A jurisprudência recente de Tribunais Estaduais, como o Tribunal de Justiça do Estado de São Paulo (“TJSP”) e o Tribunal de Justiça do Estado de Minas Gerais (“TJMG”), ainda não consolidou entendimento uniforme, mas já revela tendências relevantes. Na maior parte dos precedentes, as cortes têm reconhecido que as cláusulas de renúncia antecipada a direitos assegurados por normas cogentes são nulas de pleno direito, por se tratar de matérias de ordem pública ligadas à preservação da empresa. Confira-se o entendimento do TJSP: “Prova da essencialidade do imóvel que envolve parte relevante da produção agrícola da recuperanda. Cláusula de renúncia da essencialidade do bem. Nulidade de pleno direito. Proteção que decorre de lei. Matéria de ordem pública”. (1)
No mesmo sentido o TJMG:
A cláusula contratual que declara, de forma unilateral e padronizada, a não essencialidade dos bens dados em garantia, não prevalece diante de prova documental e manifestação da Administradora Judicial atestando a indispensabilidade dos imóveis rurais à manutenção das atividades produtivas do grupo empresarial em soerguimento.
– Cláusulas de renúncia antecipada a direitos assegurados por normas cogentes são nulas de pleno direito, especialmente quando inseridas em contrato de adesão e incompatíveis com os princípios da função social do contrato (art. 421, do CC), da boa-fé objetiva (art. 113, § 1º, III, do CC) e da preservação da empresa (art. 47, da LRF). (2)
O voto vencido nesse mesmo julgamento, no entanto, ressalta que a declaração expressa de não essencialidade pode ser válida e eficaz, sobretudo quando emanada de produtores rurais em Cédulas de Produto Rural (“CPR”), com fundamento no art. 5º, § 1º, da Lei nº 8.929/1994, e na ausência de vícios de consentimento. Essa posição, embora minoritária, reforça a necessidade de ponderação entre a preservação da empresa e a segurança jurídica dos contratos.
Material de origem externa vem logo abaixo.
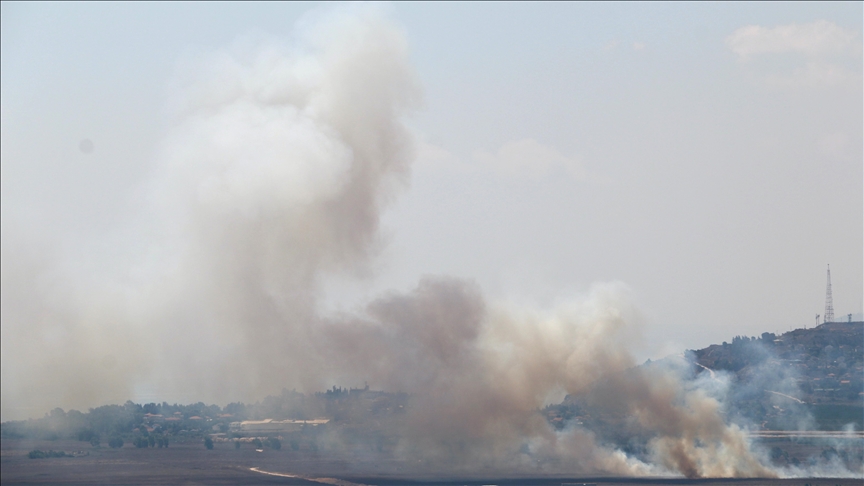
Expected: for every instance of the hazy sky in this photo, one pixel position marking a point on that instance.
(708, 156)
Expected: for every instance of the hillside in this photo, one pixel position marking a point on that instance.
(827, 361)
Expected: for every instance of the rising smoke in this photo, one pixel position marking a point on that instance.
(279, 162)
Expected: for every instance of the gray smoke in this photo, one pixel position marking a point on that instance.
(279, 162)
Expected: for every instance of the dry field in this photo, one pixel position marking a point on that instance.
(191, 463)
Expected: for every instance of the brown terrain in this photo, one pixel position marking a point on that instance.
(190, 463)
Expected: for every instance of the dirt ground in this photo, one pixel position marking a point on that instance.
(191, 464)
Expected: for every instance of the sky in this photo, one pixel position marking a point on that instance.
(706, 157)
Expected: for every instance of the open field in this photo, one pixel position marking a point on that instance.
(191, 463)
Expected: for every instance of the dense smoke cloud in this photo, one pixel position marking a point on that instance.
(279, 162)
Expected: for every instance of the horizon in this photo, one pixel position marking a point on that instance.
(492, 206)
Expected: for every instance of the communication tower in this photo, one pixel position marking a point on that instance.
(829, 300)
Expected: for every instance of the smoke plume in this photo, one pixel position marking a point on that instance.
(279, 162)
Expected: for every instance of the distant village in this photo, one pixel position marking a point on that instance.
(822, 367)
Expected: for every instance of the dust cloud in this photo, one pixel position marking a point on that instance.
(280, 159)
No cenário atual, prevalece a tendência jurisprudencial de reconhecer a nulidade das cláusulas de renúncia à proteção da essencialidade, especialmente quando presentes elementos de adesividade contratual e impacto direto sobre a continuidade da atividade empresarial. O movimento reflete a compreensão de que a função social da empresa, enquanto valor de ordem pública, não pode ser afastada por convenções privadas.
Do ponto de vista prático, o debate traz implicações significativas. Para as sociedades empresárias em recuperação, é recomendável atenção redobrada à redação de cláusulas contratuais que possam implicar renúncia a direitos essenciais em momentos de crise, bem como atuação transparente na demonstração da indispensabilidade dos bens ao juízo recuperacional. Para os credores, por sua vez, é importante reconhecer que, em contextos de insolvência, a aplicação estrita das garantias pode sofrer mitigação judicial em nome da preservação da empresa e da coletividade de credores.
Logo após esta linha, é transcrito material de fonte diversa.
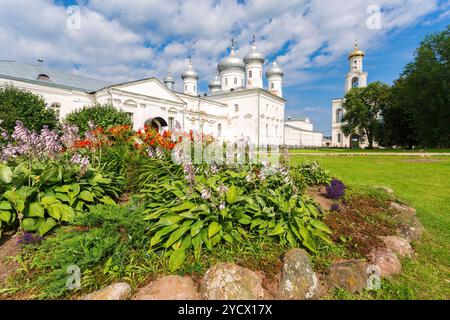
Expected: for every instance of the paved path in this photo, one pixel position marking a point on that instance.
(403, 154)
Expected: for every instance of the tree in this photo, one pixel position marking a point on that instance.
(424, 91)
(105, 116)
(397, 123)
(29, 108)
(363, 111)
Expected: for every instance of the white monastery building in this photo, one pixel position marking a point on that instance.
(356, 78)
(237, 105)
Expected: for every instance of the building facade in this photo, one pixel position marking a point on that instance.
(355, 78)
(236, 106)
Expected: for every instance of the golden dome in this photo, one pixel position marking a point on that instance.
(356, 52)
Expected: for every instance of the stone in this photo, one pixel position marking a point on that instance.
(398, 245)
(116, 291)
(402, 208)
(228, 281)
(409, 227)
(169, 288)
(349, 275)
(387, 262)
(298, 279)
O tema permanece em evolução e demanda interpretação prudente e contextualizada. A consolidação da jurisprudência sobre a renúncia à proteção da essencialidade de bens será decisiva para o aperfeiçoamento do sistema recuperacional brasileiro – especialmente neste momento em que a Lei de Recuperação e Falências completou pouco mais de duas décadas de vigência, reafirmando-se como instrumento fundamental de reorganização produtiva e de preservação da atividade econômica.
Rafael de Albuquerque Rodrigues Queiroz
Advogado da Equipe de Contencioso Cível do VLF Advogados
(1) TJSP; Agravo de Instrumento 2067187-54.2024.8.26.0000; Relator (a): J.B. Paula Lima; Órgão Julgador: 1ª Câmara Reservada de Direito Empresarial; Foro Central Cível - 2ª Vara de Falências e Recuperações Judiciais; Data do Julgamento: 14/11/2024; Data de Registro: 14/11/2024.
(2) TJMG; Agravo de Instrumento-Cv 1.0000.24.301636-7/003, Relator(a): Des.(a) Adriano de Mesquita Carneiro, 21ª Câmara Cível Especializada, julgamento em 04/06/2025, publicação da súmula em 05/06/2025.